Abel FL Berriz
Regal South Beach. Sunday. Last day of the Miami Film Festival.
A crowd of people in line. Waiting. The hall is apparently full. It seems the documentary is appealing.
Many old people. Some rather young as well. Cubans? Most of them look like Cubans, but Cubans sometimes look like anything and, on the other hand, it’s rare to find someone in Miami with no Cuban roots at all.
Finally, I get inside. The hall is full, indeed. I have to take a seat in one of the front rows.
The documentary had started already. Embargo. A 2017 film by Jeri Rice. The story of Cuba. The story of my life. Of our lives.

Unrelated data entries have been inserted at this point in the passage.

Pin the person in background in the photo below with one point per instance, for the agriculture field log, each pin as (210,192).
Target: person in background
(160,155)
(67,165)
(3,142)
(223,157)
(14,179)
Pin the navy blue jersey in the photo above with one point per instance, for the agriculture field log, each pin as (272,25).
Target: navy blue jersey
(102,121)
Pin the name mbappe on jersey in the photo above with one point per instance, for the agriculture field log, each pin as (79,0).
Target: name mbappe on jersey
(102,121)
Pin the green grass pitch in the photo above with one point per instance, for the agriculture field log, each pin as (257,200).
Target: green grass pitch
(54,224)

Jeri Rice, the director, met Fidel Castro years ago, during a diplomatic embassy to Havana. The meeting astonished her—“I’m meeting the devil,” she thought. Later, she questioned this impression. The guy had a way with women, everybody knows that.

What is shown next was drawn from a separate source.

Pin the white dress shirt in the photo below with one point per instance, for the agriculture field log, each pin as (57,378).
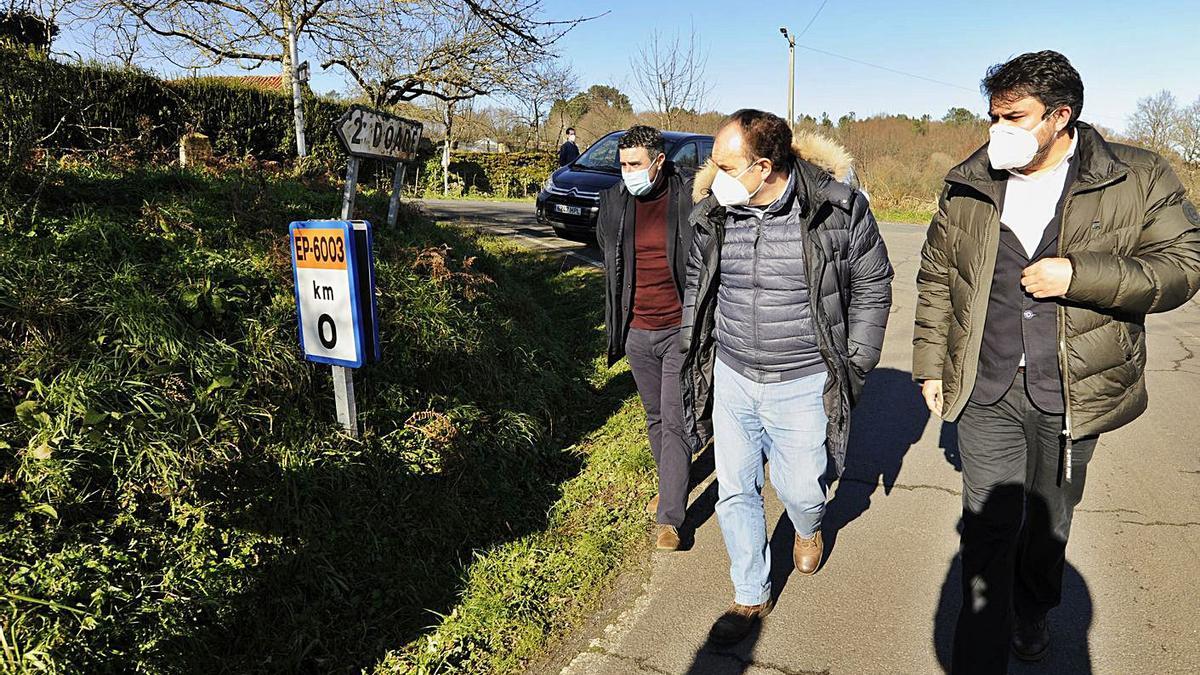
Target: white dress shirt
(1031,201)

It became a personal journey for her: understanding the embargo; understanding more than fifty years of—apparently—ineffective policies towards Cuba.
Rice interviews many people, Cuban or Cuban-related, in and outside Cuba, trying to capture the most of opinions. Different perspectives, although most of them concurrent: Lucie Arnaz, Ricardo Alarcón, Russ Baker, Jorge Perez, Robert Kennedy Jr., Sergei Khrushchev… Perhaps too concurrent.
Cuba is a complicated issue, and one that has lasted too long. “Why has this situation lasted that long?” That’s a question repeated throughout the 92 minutes of Embargo. “Trying the same thing once and again, and every time expecting different results, that’s madness,” someone says somewhere in the middle of the film.
The “Cuban issue” has too much behind. Too much resentment. Too much fear. Too many interests involved. Are those still on?
It’s too much emotional. Documentary and reality. Too much emotional. I can hardly write about this. I wouldn’t like to write about this. Nobody would.
Nobody Cuban, at least.
But we should talk about it. Why can’t we talk about it?
Embargo doesn’t give the answers. It makes you wonder, instead. It makes us the question.
And it leaves us with that question.
It is, perhaps, too naïve. Rice is no filmmaker, you could say—she comes from the world of fashion. For some people, Embargo is too leaned towards the Cuban government’s policies. It repeats once and again the same statements we’ve heard so many times. There’s no polemic, no discussion. And Cuba is not such a simple issue.
Still, the film is appealing, and emotional. I almost cried—actually, I did, but I won’t tell you I did—here and there, watching the streets of Havana again, watching the suffering of its people. I think the subject deserves more than that, but, at least, it makes you wonder. It makes us that question.
And then leaves us with that question.